彼は、(当時上流階級において両親とはあまり接触せずに乳母に育てられることはさして珍しくないとはいえ)その特異な環境において両親を奪われ、少年期を奪われ、愛した思い出のみならず名前まで奪われそうになる。
さらに、ゆいいつ傍にいてくれた愛する人・乳母ヌーも去ったことで、彼は幼年期に「人はみな孤独である」という事実を嫌というほど叩き込まれてしまう。
そんな彼が救いを求めたのは、個々の人間性を根こそぎ奪う「戦争」だった。
なによりも彼が求めて止まなかった両親を破壊した元凶こそが戦争だったにも関わらず。
こうして、人の弱さは新たなる悲劇を生み、連鎖する。

それでも、たしかに輝くもの

戦争そのものが、人間の弱さによる産物だと考えれば、この映画は、贄としての弱者たちと、贄を産み出さざるを得ない弱い人間の業についての物語であるといえるだろう。

戦争で傷ついた男たちが呆然と故郷の絶景を眺めるかたわらで、無垢の象徴のようなビリーが遊ぶ場面がある。
この映画のシンボリックな場所/場面であり、一見すれば非常に美しいこのシーンは、しかしビリーの置かれている状況を知るほどに苦みが混じり、私は嗚咽を漏らしてしまった。
犠牲になるのは、いつでも弱い者たちだ。
子ども(ビリー)や貧しい女性(ヌー)の優しさが、深く傷ついたブルー達を回復させていくのは、美しいかもしれないが、それ以上にものがなしい。

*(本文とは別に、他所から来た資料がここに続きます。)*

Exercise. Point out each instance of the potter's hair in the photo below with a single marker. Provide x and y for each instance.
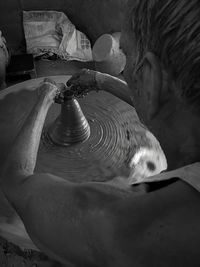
(170, 29)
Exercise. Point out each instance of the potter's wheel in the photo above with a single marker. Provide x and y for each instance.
(115, 133)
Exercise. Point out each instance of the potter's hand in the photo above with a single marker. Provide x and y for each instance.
(83, 82)
(51, 90)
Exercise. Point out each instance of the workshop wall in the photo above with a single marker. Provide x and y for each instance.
(93, 17)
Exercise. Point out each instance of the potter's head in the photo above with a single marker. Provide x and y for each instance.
(161, 39)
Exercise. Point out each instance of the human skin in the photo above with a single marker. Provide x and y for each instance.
(94, 224)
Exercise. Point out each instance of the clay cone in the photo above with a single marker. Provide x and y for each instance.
(71, 126)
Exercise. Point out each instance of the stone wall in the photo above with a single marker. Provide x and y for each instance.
(93, 17)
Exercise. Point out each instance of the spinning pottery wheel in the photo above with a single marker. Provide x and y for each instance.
(109, 143)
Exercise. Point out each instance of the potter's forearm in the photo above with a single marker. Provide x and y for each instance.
(114, 86)
(22, 158)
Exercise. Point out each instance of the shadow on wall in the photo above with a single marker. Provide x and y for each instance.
(93, 17)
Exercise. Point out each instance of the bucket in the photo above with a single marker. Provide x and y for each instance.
(107, 54)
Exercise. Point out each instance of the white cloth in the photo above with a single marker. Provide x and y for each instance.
(52, 33)
(189, 174)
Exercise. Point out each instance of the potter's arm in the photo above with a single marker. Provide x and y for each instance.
(22, 158)
(115, 86)
(94, 80)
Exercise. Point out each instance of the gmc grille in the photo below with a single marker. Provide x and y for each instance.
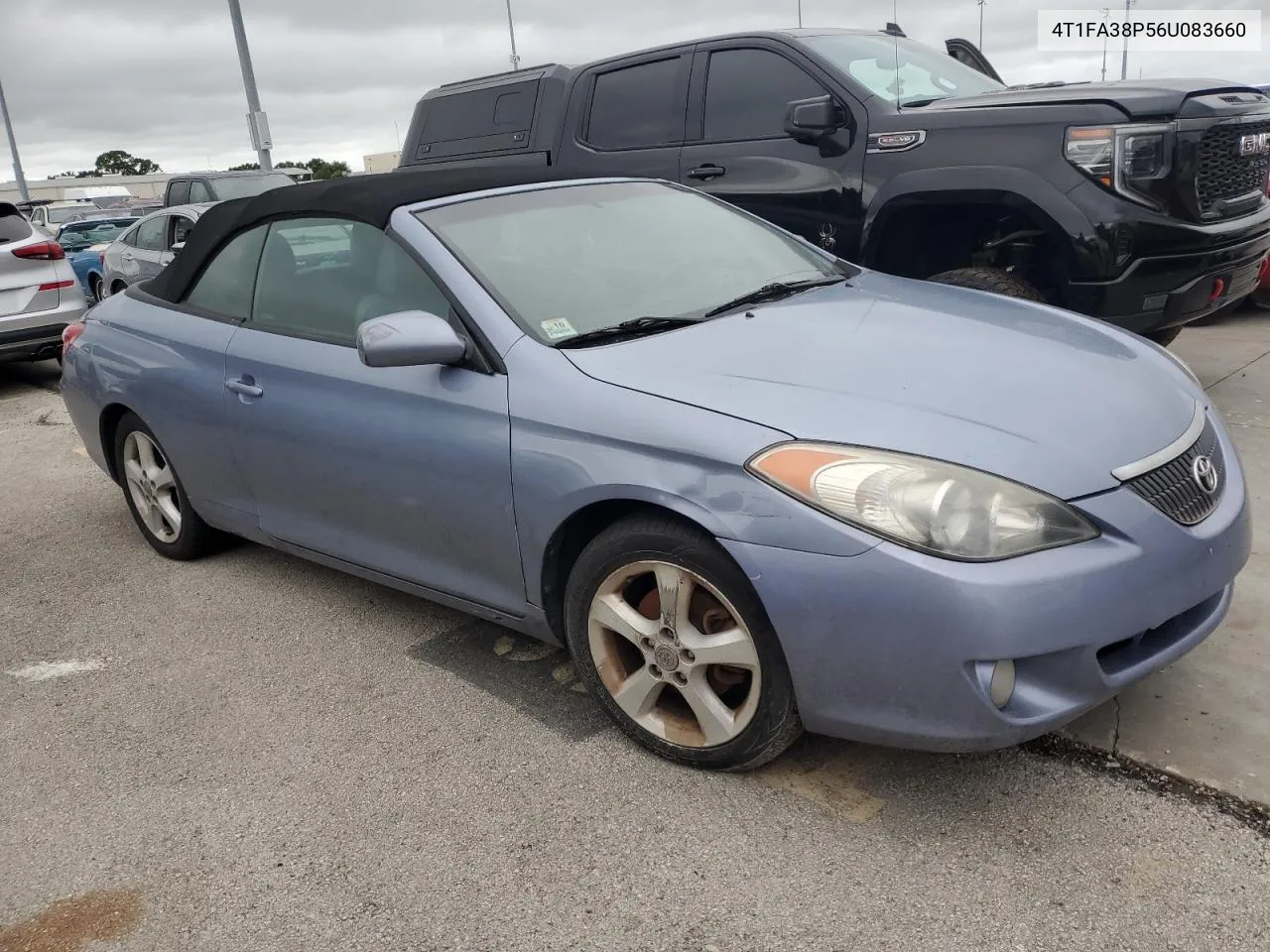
(1220, 173)
(1173, 488)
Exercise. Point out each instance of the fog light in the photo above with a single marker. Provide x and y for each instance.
(1001, 688)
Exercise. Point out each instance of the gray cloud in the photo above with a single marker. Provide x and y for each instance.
(160, 77)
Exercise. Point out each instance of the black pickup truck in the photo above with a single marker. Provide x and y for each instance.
(1141, 203)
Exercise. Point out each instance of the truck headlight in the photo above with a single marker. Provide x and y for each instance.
(1129, 160)
(940, 508)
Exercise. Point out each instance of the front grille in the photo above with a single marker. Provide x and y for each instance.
(1220, 173)
(1175, 490)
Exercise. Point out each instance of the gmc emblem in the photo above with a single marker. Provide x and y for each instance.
(1255, 145)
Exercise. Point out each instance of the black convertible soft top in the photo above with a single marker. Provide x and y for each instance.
(370, 198)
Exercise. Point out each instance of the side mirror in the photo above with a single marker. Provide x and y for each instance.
(812, 118)
(409, 339)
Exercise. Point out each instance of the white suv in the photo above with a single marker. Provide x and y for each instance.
(39, 291)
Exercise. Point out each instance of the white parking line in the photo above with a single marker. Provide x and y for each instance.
(48, 670)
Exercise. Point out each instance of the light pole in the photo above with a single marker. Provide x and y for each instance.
(13, 148)
(258, 125)
(511, 30)
(1124, 58)
(1106, 13)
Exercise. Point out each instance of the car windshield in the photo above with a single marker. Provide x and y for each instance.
(579, 258)
(901, 70)
(248, 185)
(82, 234)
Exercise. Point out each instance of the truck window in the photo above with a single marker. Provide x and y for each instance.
(747, 91)
(638, 107)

だが、本作はそうした悲しさを、決して批判しない。淡々と「そういうものだ」と描く。
本作のラストでは、時代に、自身の弱さに翻弄され続けながらも、懸命に生活を営んだ者達が、ひとつの優しい結論に落ち着いていく。
ビリーの育った家庭は、たしかに歪だったかもしれない。正しくなかったかもしれない。
しかし、正しさから遠く離れ、泣き笑いで過ごしてきた日々のきらきらと輝く思い出は、そこに確かに存在する。彼らだけのものだ。誰にも奪えない。
哀しみは哀しみのままだし、傷跡も完全には消えないかもしれない。
それでも生き続ける弱い人間たちへの優しいまなざしは、つよく心を打つ。

テーマが広範囲にわたり、ひとつひとつが拡散しすぎたきらいはある。また、役者たちに施された老けメイクはあまり仕事をしているとは言えず、没入を削ぐ結果になっているのも残念だった。
また、「わかりやすい物語」を拒否していたはずが、ムリに大団円に持っていこうとしているかのような終わらせ方にも疑問は残る。
しかし、役者たちの熱演や美しさを楽しめる作品であることは間違いない。
なにより、弱さゆえに弱き者を生け贄として捧げ続けざるを得ない人間の哀しみが、これでもかというほどに描かれている。
精神的に余裕のあるときに、つらくなるのを覚悟でゆっくり観たい映画だった。